Ao contrário do que diz o pai, a filha está longe de poder ser considerada brilhante, e quem viu o debate televisivo desta semana com Macron teve uma ideia clara das competências de cada candidato. Mas mesmo tendo em conta algumas ideias desastrosas em termos de política interna, é sobretudo a política externa de Le Pen que nos deve preocupar. Afinal, França é um dos fundadores da União Europeia em 1957, um membro permanente do Conselho de Segurança das Nações Unidas, uma potência nuclear, hoje a única nos 27.
A promessa de saída do comando conjunto da NATO até poderia ser relativizada, se pensarmos que foi uma decisão de De Gaulle e só revertida em 2009 por Nicolas Sarkozy, mas é evidente que no atual contexto de guerra na Europa, com a Aliança Atlântica a apoiar até certo ponto a Ucrânia, essa medida seria abrir o flanco em favor da Rússia. Também a aposta clara numa parceria com Moscovo, feita nos tempos atuais, deixaria França isolada e os seus pares europeus e americanos desolados, até por a atração pelos russos surgir a par da desconfiança em relação aos alemães. E sim, com Le Pen, um eixo franco-alemão capaz de promover a construção europeia será uma quimera. Quando fala da União Europeia, mesmo que pareça ter desistido da saída (do tal "Frexit", uma sequela do "Brexit"), a candidata da extrema-direita francesa não esconde a sua visão soberanista, ou ultranacionalista, que passa por minar por dentro esta notável organização que existe há 65 anos e que, além de democracia e prosperidade, ajudou a evitar que a guerra voltasse à Europa, pelo menos à Europa Ocidental.

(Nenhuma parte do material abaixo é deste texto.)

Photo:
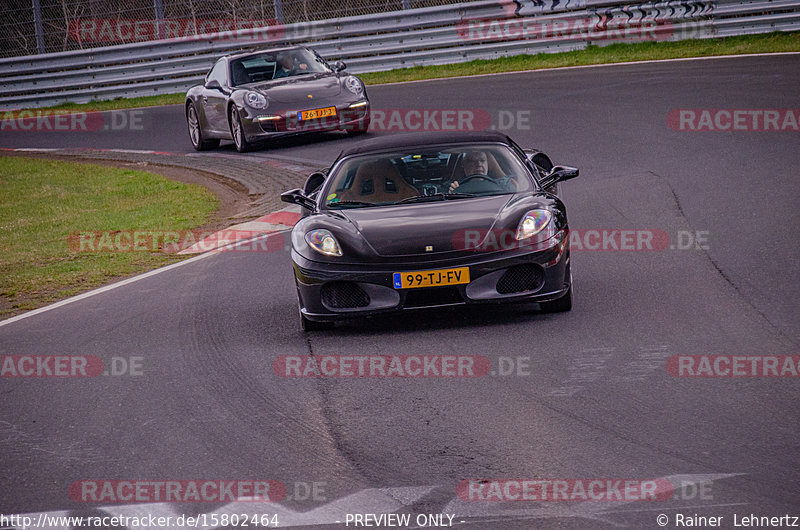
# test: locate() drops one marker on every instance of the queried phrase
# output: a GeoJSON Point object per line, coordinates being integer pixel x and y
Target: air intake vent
{"type": "Point", "coordinates": [520, 278]}
{"type": "Point", "coordinates": [343, 295]}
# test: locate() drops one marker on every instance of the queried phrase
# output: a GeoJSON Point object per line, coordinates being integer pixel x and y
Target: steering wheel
{"type": "Point", "coordinates": [469, 178]}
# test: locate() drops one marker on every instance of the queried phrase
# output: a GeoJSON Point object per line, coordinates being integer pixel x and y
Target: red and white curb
{"type": "Point", "coordinates": [232, 236]}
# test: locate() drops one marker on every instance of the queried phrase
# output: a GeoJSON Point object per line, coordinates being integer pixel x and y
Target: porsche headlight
{"type": "Point", "coordinates": [532, 223]}
{"type": "Point", "coordinates": [256, 100]}
{"type": "Point", "coordinates": [323, 242]}
{"type": "Point", "coordinates": [353, 84]}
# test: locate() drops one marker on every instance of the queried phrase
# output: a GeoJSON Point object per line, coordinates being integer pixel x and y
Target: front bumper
{"type": "Point", "coordinates": [262, 125]}
{"type": "Point", "coordinates": [329, 292]}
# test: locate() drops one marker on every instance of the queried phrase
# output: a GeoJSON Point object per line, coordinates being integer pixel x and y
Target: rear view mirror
{"type": "Point", "coordinates": [559, 174]}
{"type": "Point", "coordinates": [313, 183]}
{"type": "Point", "coordinates": [296, 196]}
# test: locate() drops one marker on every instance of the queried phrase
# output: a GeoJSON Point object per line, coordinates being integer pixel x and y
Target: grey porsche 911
{"type": "Point", "coordinates": [250, 97]}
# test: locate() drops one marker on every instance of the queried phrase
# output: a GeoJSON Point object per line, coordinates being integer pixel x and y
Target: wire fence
{"type": "Point", "coordinates": [43, 26]}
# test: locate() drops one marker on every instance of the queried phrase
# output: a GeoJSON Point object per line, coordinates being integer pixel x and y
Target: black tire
{"type": "Point", "coordinates": [237, 131]}
{"type": "Point", "coordinates": [196, 131]}
{"type": "Point", "coordinates": [312, 325]}
{"type": "Point", "coordinates": [558, 306]}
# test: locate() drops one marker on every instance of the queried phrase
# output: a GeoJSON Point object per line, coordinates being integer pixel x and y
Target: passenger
{"type": "Point", "coordinates": [476, 164]}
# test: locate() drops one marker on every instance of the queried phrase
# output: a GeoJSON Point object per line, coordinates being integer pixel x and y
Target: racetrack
{"type": "Point", "coordinates": [597, 401]}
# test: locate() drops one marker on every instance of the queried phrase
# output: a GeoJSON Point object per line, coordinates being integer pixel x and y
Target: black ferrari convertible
{"type": "Point", "coordinates": [415, 221]}
{"type": "Point", "coordinates": [250, 97]}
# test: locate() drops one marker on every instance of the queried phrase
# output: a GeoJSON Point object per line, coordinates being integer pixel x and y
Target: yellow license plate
{"type": "Point", "coordinates": [316, 113]}
{"type": "Point", "coordinates": [434, 278]}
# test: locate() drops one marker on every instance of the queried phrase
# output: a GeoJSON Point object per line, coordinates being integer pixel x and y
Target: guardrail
{"type": "Point", "coordinates": [399, 39]}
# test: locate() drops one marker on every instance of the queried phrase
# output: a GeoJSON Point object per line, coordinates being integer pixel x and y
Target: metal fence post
{"type": "Point", "coordinates": [158, 6]}
{"type": "Point", "coordinates": [37, 22]}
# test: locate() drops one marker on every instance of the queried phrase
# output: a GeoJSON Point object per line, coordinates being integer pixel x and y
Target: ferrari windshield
{"type": "Point", "coordinates": [427, 175]}
{"type": "Point", "coordinates": [275, 65]}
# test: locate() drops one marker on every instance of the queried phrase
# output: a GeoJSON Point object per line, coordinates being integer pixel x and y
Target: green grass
{"type": "Point", "coordinates": [614, 53]}
{"type": "Point", "coordinates": [43, 202]}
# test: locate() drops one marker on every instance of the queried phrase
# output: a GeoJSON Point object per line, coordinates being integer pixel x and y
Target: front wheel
{"type": "Point", "coordinates": [237, 131]}
{"type": "Point", "coordinates": [196, 132]}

Ontem, no DN, Tara Varma, líder da secção de Paris do think tank European Council on Foreign Relations, sintetizou muito bem aquilo que está em jogo nas eleições francesas: "Marine Le Pen presidente procuraria formar uma aliança com a Hungria, e logo um eixo Paris-Budapeste-Moscovo que seria nocivo tanto para a construção europeia como para a política externa europeia. Esta aliança teria como objetivo transformar a União Europeia a partir do seu interior, adaptar a agenda às prioridades nacionalistas dos dois dirigentes e poria em causa o conjunto dos avanços realizados nos últimos meses. Sobretudo o que preocupa seria o encorajamento que esta eleição criaria junto dos Estados-membros que estavam reticentes em impor mais sanções à Rússia e que encontrariam em Marine Le Pen uma aliada para o levantamento destas sanções, o que destruiria a unidade europeia e transatlântica de apoio à Ucrânia que se manteve nos últimos dois meses. Esta destruição lenta e insidiosa da União Europeia seria catastrófica."
Macron deverá ganhar, dizem as sondagens. E afinal Le Pen não passará de um susto. Mas mesmo esta vantagem crescente do presidente pode ser contraproducente, por causa daqueles que ainda hesitam entre ficar no sofá e salvar a França e a União Europeia.